Инфернальный тон симфонии вошел в резонанс с сочинением, открывавшим программу концерта. Им стала «Песня из романа Платонова» Александра Вустина для мужского хора (в концерте принял участие мужской хор Воронежского концертного зала) и оркестра. По инициативе Владимира Юровского Вустин был приглашен на должность так называемого композитора-резидента, подразумевающую его тесное сотрудничество с оркестром, целенаправленные заказы и пропаганду его творчества.


Исполнение «Песни…», сочиненной еще в 1995 году, на Платоновском фестивале тоже планировалось в рамках новых отношений оркестра и композитора. Политическим ходом Юровского, цель которого – завоевание самой широкой слушательской аудитории, можно считать и выстраивание программы по принципу соединения известных произведений академической музыки и современных опусов. Таким образом, в общем, оказалась составлена и данная программа. Хотя и Стравинского – в первом отделении прозвучала его музыка балета «Орфей», сочинение 1945 года, – если говорить о контрастах времен, уже не отнести к современному искусству, и Первую симфонию Рахманинова вряд ли можно причислить к традиционному набору академических шлягеров. К тому же 1945 год сделал эти два сочинения фактическими ровесниками. В проекции платоновского времени оказалось и сочинение Вустина.

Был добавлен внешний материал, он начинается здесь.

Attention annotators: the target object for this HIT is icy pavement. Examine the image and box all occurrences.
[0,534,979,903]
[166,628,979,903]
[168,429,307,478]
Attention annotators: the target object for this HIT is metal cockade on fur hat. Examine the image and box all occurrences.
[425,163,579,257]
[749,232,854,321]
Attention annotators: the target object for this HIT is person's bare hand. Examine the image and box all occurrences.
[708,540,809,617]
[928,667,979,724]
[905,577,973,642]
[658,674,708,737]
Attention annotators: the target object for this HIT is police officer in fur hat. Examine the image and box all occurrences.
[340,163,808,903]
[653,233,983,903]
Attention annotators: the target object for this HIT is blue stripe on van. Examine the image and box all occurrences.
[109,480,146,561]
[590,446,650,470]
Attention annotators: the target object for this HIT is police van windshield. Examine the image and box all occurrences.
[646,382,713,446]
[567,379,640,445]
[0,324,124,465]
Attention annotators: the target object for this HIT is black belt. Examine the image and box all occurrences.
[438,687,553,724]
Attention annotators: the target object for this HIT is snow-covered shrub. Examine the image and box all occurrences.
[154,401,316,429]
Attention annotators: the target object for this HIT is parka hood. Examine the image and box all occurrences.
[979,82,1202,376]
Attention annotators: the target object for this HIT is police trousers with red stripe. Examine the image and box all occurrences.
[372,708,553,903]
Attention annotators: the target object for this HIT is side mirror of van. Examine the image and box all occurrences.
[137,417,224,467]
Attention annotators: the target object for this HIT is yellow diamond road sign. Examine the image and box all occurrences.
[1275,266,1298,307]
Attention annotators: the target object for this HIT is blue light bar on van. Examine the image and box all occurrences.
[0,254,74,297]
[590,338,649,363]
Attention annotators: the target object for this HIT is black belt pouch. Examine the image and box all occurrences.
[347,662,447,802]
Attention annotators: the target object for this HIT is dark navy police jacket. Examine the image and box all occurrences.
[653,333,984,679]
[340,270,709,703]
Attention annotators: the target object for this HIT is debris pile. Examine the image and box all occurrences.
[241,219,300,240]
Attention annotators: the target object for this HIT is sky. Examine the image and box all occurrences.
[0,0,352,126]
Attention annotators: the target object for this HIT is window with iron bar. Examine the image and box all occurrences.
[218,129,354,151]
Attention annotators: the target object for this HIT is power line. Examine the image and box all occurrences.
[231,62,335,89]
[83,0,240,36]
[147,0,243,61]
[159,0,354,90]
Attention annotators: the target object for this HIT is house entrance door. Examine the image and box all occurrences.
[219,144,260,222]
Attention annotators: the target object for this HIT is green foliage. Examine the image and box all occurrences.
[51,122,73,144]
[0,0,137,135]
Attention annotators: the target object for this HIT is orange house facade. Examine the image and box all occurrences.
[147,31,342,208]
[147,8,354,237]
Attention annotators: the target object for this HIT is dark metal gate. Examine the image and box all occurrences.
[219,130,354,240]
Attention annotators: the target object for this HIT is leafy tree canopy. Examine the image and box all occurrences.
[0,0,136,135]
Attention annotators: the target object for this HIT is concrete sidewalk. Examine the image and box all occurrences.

Так что вместо разведения исполнявшихся опусов по стилям и эпохам концерт стал поводом высветить творчество писателя в новых ракурсах и еще раз свести вместе художников-современников Андрея Платонова, так по-разному видевших этот мир.

Анна Шалагина


Фото Михаила Вязового

Находки и потери

Платоновская программа шестого фестиваля искусств оказалась куцей – всего три спектакля. Падает ли интерес к творчеству писателя или просто больше не нашлось достойных работ – мне неведомо. На прошлогоднем фестивале спектаклей было больше, и отмечалась тенденция приближения платоновских текстов к уровню массового сознания. Трудно сказать – хорошо это или плохо. С одной стороны, круг почитателей Андрея Платонова расширяется; с другой – внедряется довольно искаженное представление о писателе. Проблема, однако.

Попробуем проанализировать то, что мы увидели на нынешнем фестивале.


Я сразу выделяю «Чевенгур» Юрия Погребничко (театр ОКОЛО дома Станиславского). Казалось бы, соединение фрагментов романа со сценами из рассказа Хемингуэя «Убийцы» может поначалу вызвать только недоумение. Но спектакль начисто его разбивает. Основная тема «Чевенгура» - тема смерти. Массовой, коллективной, которую творят герои спектакля Чепурной и Пиюся, уничтожая тех, кого они считают «буржуазией» по законам военного коммунизма. И индивидуальной, которую пытаются осуществить герои рассказа Хемингуэя, руководствуясь личной местью. Это сделано режиссером так тонко, что незаметно швов. Я уж не говорю о том, что здесь сопоставляются два типа сознания – русское коллективистское и американское индивидуальное.


Режиссерское решение подчеркнуто сценографическим (художник Надежда Бахвалова). Посредине сцены – шпалы с рельсами, обрывающиеся почти у рампы. Дорога в никуда (слова Чепурного: «Коммунизм – это конец истории»). Железная дорога, как известно, один из основных платоновских символов прогресса, индустриализации, жизни. Но великая иллюзия рассеялась в прах, и символ потерял своё значение.


Одна из самых сложных задач для актеров – это платоновский язык. Как произносить текст, чтобы он не звучал или нелепо, или чересчур пафосно? Режиссёр справился и с этой задачей: все актеры чувствуют себя естественно и органично в платоновском тексте, не говоря уже о хемингуэевском.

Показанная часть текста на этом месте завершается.